Além de Bolsonaro, também responderam ao procedimento o ex-ministro da Saúde, Eduardo Pazuello, e o atual titular da pasta, Marcelo Queiroga, além do ex-secretário executivo do ministério, Antônio Elcio Franco Filho.

Relatório final da CPI da Covid acusava o grupo de prevaricação, crime cometido quando um servidor ou autoridade pública retarda ou deixa de praticar um ato de ofício que seria de sua responsabilidade para satisfazer interesse pessoal.

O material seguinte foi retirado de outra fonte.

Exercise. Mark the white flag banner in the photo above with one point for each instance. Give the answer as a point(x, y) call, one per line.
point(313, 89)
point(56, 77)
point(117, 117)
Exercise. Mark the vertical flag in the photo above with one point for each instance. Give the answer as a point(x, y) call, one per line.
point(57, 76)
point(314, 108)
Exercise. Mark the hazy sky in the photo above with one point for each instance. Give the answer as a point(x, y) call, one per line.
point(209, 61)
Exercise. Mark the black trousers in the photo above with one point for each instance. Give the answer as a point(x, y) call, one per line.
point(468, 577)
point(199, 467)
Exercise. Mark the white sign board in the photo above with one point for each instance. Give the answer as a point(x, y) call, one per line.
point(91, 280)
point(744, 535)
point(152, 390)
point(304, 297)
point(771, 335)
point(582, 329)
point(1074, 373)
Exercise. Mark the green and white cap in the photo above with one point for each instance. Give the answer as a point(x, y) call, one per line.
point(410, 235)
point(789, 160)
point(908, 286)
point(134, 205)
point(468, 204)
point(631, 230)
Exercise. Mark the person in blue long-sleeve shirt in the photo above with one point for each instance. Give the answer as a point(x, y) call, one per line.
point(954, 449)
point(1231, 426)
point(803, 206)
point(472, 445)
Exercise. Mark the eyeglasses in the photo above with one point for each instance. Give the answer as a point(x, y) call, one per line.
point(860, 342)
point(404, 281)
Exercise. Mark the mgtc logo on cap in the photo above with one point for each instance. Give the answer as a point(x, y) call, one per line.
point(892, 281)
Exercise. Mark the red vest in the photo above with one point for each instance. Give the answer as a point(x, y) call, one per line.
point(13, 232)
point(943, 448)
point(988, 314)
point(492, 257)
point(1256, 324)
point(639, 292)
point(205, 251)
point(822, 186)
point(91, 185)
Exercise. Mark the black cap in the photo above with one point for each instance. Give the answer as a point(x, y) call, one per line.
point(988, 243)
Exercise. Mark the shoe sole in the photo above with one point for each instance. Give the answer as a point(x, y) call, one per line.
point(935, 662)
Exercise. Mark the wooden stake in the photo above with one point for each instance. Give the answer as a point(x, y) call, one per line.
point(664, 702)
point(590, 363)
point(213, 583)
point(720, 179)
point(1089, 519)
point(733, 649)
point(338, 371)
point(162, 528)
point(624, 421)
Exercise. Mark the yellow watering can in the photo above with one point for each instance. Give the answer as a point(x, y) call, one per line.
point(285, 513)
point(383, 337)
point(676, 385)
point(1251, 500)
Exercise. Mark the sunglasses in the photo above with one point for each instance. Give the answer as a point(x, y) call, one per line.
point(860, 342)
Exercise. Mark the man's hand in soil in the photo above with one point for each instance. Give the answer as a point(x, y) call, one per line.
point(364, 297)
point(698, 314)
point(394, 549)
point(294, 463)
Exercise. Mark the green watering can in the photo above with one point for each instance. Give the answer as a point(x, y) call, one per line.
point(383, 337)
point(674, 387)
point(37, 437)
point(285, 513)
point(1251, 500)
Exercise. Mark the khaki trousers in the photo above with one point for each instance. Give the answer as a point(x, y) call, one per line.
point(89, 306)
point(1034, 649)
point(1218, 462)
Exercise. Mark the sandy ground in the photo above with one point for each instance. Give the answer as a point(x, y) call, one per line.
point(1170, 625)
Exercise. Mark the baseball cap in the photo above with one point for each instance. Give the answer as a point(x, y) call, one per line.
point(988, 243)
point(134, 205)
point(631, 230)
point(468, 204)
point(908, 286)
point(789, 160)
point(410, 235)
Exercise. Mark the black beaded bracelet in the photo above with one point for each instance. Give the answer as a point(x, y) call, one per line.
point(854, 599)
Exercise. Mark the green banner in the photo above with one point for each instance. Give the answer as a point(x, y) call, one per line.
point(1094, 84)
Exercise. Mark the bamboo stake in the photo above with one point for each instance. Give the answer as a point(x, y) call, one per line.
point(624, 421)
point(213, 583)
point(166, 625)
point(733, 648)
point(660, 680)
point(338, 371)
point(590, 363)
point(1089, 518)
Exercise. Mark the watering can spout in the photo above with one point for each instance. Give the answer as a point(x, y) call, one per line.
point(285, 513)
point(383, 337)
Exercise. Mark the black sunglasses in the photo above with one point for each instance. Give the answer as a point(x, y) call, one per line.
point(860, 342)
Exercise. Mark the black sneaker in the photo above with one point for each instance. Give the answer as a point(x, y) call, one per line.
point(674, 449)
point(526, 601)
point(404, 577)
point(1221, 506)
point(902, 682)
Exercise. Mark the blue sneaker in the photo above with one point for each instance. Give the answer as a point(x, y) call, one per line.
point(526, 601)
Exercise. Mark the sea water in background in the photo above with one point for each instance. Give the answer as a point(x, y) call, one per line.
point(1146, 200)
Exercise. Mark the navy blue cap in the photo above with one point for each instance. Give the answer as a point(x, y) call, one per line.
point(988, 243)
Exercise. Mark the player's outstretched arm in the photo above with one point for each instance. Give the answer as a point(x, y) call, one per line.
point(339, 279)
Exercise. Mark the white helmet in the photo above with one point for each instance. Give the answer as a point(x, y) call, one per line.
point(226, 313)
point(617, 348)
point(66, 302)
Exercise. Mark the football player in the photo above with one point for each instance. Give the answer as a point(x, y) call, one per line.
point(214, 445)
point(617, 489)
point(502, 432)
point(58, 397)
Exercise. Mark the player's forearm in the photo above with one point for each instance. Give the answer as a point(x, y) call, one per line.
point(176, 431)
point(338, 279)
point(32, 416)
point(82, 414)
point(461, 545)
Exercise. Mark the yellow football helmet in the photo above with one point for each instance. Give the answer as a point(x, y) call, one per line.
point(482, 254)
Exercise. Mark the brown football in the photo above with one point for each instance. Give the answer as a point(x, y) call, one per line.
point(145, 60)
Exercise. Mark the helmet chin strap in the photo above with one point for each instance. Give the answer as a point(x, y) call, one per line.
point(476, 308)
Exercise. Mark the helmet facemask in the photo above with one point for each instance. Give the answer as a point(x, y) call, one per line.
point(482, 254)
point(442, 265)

No caso, os senadores afirmam que, mesmo sabendo das supostas irregularidades na compra da vacina indiana Covaxin, o governo não acionou as autoridades competentes.

Em relação a Pazuello, a PGR informou que o mesmo procedimento apurava suposta prevaricação no colapso do sistema de saúde de Manaus (AM), em janeiro de 2021. Neste caso, a PGR diz que há um inquérito instaurado no Supremo, que corre sob sigilo, que continua a apurar o caso. "De modo que não há outras providências a serem adotadas a respeito nos presentes autos", disse.

Um procedimento que mirava o ministro da Controladoria-Geral da União, Wagner Rosário, também foi arquivado pela PGR. Segundo Lindôra, não há indícios de omissão de Rosário na apuração de irregularidades na contratação da Precisa Medicamentos, farmacêutica responsável pela venda da Covaxin.